A Ação Civil Pública foi ajuizada pela 4ª Promotoria de Justiça de Betim, com cooperação do Grupo Especial dos Promotores de Justiça de Defesa do Patrimônio Público e da Probidade Administrativa (Gepp). O objetivo é declarar a nulidade de negócios jurídicos firmados pelo município de Betim que previam a transferência de uma área correspondente a dez lotes do antigo parque de exposições para uma empresa privada.
Segundo o MPMG, a Prefeitura de Betim pretendia utilizar a área pública como forma de compensação por obras executadas pela empresa, por meio de termos de ajustamento municipal e de leis autorizativas aprovadas pelo município.
Para o Ministério Público, a negociação poderia violar normas que regulamentam a alienação de bens públicos e os procedimentos licitatórios previstos na legislação federal.
Ao analisar o pedido, a magistrada reconheceu a existência de elementos que indicam possível irregularidade na operação. A decisão também considerou o risco de que a área fosse repassada à empresa e recebesse intervenções ou obras antes da conclusão do processo, o que poderia dificultar uma eventual reversão da situação.
Medidas determinadas pela Justiça
Na decisão, foi determinado que o município de Betim não formalize qualquer transferência de posse ou propriedade dos terrenos enquanto a ação estiver em tramitação.
A empresa envolvida também foi proibida de realizar intervenções físicas, construções, parcelamentos ou qualquer tipo de obra na área.

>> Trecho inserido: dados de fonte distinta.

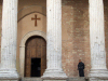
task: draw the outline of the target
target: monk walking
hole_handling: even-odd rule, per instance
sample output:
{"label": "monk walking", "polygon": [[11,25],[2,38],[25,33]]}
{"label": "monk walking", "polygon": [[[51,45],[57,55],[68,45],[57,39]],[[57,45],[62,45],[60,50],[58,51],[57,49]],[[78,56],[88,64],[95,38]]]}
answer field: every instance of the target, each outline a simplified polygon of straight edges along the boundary
{"label": "monk walking", "polygon": [[81,62],[81,59],[79,59],[79,64],[78,64],[78,70],[79,70],[79,76],[80,77],[84,77],[84,64]]}

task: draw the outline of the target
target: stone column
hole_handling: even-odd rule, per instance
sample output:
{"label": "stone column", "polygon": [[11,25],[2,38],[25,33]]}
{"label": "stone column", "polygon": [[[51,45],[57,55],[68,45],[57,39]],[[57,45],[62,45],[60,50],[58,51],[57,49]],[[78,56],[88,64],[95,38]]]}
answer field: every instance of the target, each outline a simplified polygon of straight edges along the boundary
{"label": "stone column", "polygon": [[17,0],[3,0],[0,79],[17,79]]}
{"label": "stone column", "polygon": [[67,78],[62,69],[62,0],[46,0],[46,70],[42,78]]}
{"label": "stone column", "polygon": [[103,0],[90,0],[90,77],[108,77],[106,67],[104,3]]}

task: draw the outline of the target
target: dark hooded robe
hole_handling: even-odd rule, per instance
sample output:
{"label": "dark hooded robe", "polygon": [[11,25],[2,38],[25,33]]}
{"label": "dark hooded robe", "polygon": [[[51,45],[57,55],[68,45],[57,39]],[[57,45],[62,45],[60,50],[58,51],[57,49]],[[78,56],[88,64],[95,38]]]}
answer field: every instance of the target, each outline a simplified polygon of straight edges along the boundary
{"label": "dark hooded robe", "polygon": [[78,64],[78,70],[79,70],[79,76],[80,76],[80,77],[84,77],[84,71],[83,71],[83,69],[84,69],[84,64],[83,64],[82,62],[80,62],[80,63]]}

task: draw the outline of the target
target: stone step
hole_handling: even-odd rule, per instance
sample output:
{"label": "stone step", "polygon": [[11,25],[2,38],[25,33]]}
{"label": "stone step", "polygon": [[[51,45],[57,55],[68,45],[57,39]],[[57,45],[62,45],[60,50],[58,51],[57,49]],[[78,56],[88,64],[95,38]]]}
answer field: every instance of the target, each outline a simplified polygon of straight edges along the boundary
{"label": "stone step", "polygon": [[68,81],[89,81],[85,78],[68,78]]}
{"label": "stone step", "polygon": [[21,81],[42,81],[41,78],[22,78]]}

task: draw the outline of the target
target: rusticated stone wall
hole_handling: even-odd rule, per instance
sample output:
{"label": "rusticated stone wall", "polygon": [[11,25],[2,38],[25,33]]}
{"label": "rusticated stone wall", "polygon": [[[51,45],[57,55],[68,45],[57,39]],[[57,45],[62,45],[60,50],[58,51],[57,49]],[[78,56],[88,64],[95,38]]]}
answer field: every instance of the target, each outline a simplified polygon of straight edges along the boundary
{"label": "rusticated stone wall", "polygon": [[[89,1],[63,0],[63,68],[68,77],[78,77],[79,59],[91,68]],[[67,33],[67,37],[64,36]]]}

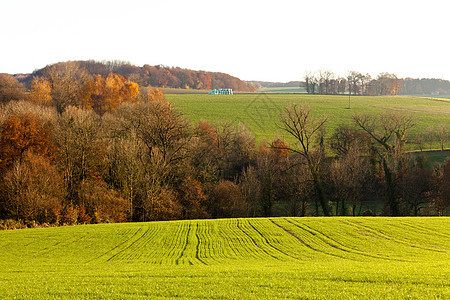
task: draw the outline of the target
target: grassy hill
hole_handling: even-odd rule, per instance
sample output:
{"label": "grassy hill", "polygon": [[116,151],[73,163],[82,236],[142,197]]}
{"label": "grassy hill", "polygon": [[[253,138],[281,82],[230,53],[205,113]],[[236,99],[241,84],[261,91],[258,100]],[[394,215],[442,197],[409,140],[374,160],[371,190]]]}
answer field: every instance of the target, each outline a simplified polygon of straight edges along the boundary
{"label": "grassy hill", "polygon": [[[299,95],[299,94],[246,94],[246,95],[167,95],[169,101],[181,108],[192,121],[200,119],[211,122],[219,120],[246,124],[257,140],[273,140],[277,135],[290,140],[280,129],[279,115],[290,103],[310,105],[316,116],[327,115],[327,132],[331,134],[339,124],[349,124],[359,112],[379,114],[394,110],[411,113],[417,125],[411,129],[410,141],[417,132],[425,132],[430,126],[447,124],[450,128],[450,101],[417,97],[351,97],[348,96]],[[450,141],[449,141],[450,143]],[[450,144],[447,143],[447,147]],[[427,146],[428,147],[428,146]],[[438,148],[436,142],[433,148]],[[417,150],[415,144],[408,150]]]}
{"label": "grassy hill", "polygon": [[0,232],[0,297],[448,299],[449,218],[264,218]]}

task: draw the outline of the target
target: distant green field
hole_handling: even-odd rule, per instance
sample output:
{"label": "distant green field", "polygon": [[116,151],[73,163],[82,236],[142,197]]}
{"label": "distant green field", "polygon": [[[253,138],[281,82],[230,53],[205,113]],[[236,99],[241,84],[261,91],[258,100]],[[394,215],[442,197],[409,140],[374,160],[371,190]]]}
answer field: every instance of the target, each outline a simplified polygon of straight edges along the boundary
{"label": "distant green field", "polygon": [[[351,97],[348,96],[299,95],[299,94],[247,94],[247,95],[167,95],[167,99],[182,109],[192,121],[201,119],[211,122],[219,120],[242,122],[248,126],[258,141],[287,137],[280,129],[279,115],[287,104],[310,105],[316,116],[327,115],[327,132],[339,124],[352,122],[352,115],[359,112],[379,114],[382,111],[404,111],[411,113],[417,126],[410,131],[410,140],[417,132],[430,126],[436,128],[444,123],[450,128],[450,101],[417,97]],[[450,141],[446,147],[450,147]],[[433,148],[438,148],[437,142]],[[407,146],[417,150],[415,144]]]}
{"label": "distant green field", "polygon": [[0,232],[1,299],[449,299],[450,219],[264,218]]}
{"label": "distant green field", "polygon": [[259,93],[306,93],[304,87],[272,87],[260,88]]}

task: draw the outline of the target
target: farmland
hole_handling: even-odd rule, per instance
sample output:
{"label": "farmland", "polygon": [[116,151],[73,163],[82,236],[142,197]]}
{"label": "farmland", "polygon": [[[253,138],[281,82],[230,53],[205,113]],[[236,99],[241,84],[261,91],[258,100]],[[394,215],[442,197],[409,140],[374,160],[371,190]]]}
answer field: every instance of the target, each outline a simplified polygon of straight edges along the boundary
{"label": "farmland", "polygon": [[0,297],[448,299],[448,218],[264,218],[0,232]]}
{"label": "farmland", "polygon": [[[425,132],[429,127],[446,124],[450,128],[450,101],[417,97],[366,97],[325,96],[299,94],[244,94],[244,95],[166,95],[192,121],[201,119],[244,123],[255,135],[257,141],[273,140],[279,136],[290,140],[279,127],[279,114],[283,107],[291,104],[310,105],[316,116],[329,118],[327,133],[332,133],[339,124],[350,124],[352,115],[360,112],[378,114],[385,110],[411,113],[417,125],[411,129],[408,150],[417,150],[413,144],[417,132]],[[447,145],[447,148],[449,145]],[[437,142],[433,148],[438,148]]]}

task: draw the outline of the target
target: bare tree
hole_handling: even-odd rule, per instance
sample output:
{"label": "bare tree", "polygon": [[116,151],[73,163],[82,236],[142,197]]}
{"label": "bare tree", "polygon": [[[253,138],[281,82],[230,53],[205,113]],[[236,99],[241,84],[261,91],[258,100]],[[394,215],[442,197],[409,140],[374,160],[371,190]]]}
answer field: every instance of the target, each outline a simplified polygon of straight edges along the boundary
{"label": "bare tree", "polygon": [[439,139],[439,143],[441,144],[441,150],[444,151],[445,143],[447,142],[448,138],[447,126],[444,123],[439,124],[436,134]]}
{"label": "bare tree", "polygon": [[281,128],[293,136],[296,141],[294,147],[287,148],[306,159],[323,214],[329,216],[328,198],[320,176],[320,166],[324,155],[323,148],[315,149],[314,147],[326,121],[326,117],[320,119],[312,117],[309,107],[295,104],[286,107],[281,115]]}
{"label": "bare tree", "polygon": [[76,105],[81,86],[89,79],[89,74],[75,61],[47,66],[44,77],[51,88],[51,97],[58,113],[63,113],[66,107]]}
{"label": "bare tree", "polygon": [[[385,177],[387,206],[393,216],[400,215],[396,181],[403,168],[403,147],[407,141],[407,131],[415,125],[411,115],[386,112],[379,118],[369,114],[353,116],[356,125],[374,141],[372,151],[377,157]],[[393,164],[392,166],[390,166]]]}

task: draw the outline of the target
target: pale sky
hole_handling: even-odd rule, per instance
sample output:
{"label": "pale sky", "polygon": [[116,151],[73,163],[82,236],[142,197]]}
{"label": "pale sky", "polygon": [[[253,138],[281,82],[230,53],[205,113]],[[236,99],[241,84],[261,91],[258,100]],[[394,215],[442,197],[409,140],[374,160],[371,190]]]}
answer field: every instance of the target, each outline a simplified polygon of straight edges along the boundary
{"label": "pale sky", "polygon": [[0,73],[130,61],[302,80],[356,70],[450,80],[446,0],[0,0]]}

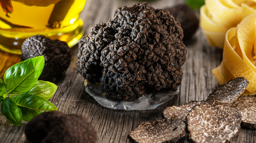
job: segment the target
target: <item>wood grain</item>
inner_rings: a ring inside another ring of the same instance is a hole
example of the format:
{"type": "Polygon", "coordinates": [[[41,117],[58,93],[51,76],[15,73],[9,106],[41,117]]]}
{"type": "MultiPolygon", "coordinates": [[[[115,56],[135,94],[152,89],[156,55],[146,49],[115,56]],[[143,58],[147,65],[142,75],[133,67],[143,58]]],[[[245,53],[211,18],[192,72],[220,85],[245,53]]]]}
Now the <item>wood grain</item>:
{"type": "MultiPolygon", "coordinates": [[[[94,24],[105,23],[119,7],[142,1],[125,0],[87,0],[81,17],[85,23],[87,33],[94,24]]],[[[150,0],[147,1],[156,8],[174,6],[183,1],[150,0]]],[[[198,14],[199,11],[196,11],[198,14]]],[[[58,86],[55,95],[50,100],[58,111],[65,114],[77,114],[85,117],[94,127],[98,135],[98,143],[131,142],[127,137],[129,133],[144,121],[161,119],[161,113],[166,107],[180,105],[190,100],[205,100],[208,94],[219,87],[211,70],[219,65],[222,51],[210,47],[199,28],[193,37],[184,41],[188,49],[187,61],[183,66],[183,75],[180,93],[171,100],[153,110],[127,111],[115,110],[103,107],[85,90],[82,77],[76,71],[77,46],[72,49],[73,56],[70,66],[65,74],[56,79],[58,86]]],[[[2,79],[5,71],[20,62],[19,56],[0,52],[0,77],[2,79]]],[[[0,115],[0,142],[29,142],[24,134],[27,122],[20,127],[13,126],[0,115]]],[[[231,143],[256,142],[255,131],[242,128],[231,143]]],[[[178,142],[191,142],[187,136],[178,142]]]]}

Além disso, a Justiça determinou que os imóveis permaneçam vinculados ao município e não sejam negociados ou transferidos a terceiros. A medida deverá ser registrada em cartório, com o objetivo de preservar a área até o julgamento da ação.
A decisão tem caráter cautelar e busca impedir alterações no imóvel enquanto a Justiça analisa o mérito da ação proposta pelo Ministério Público.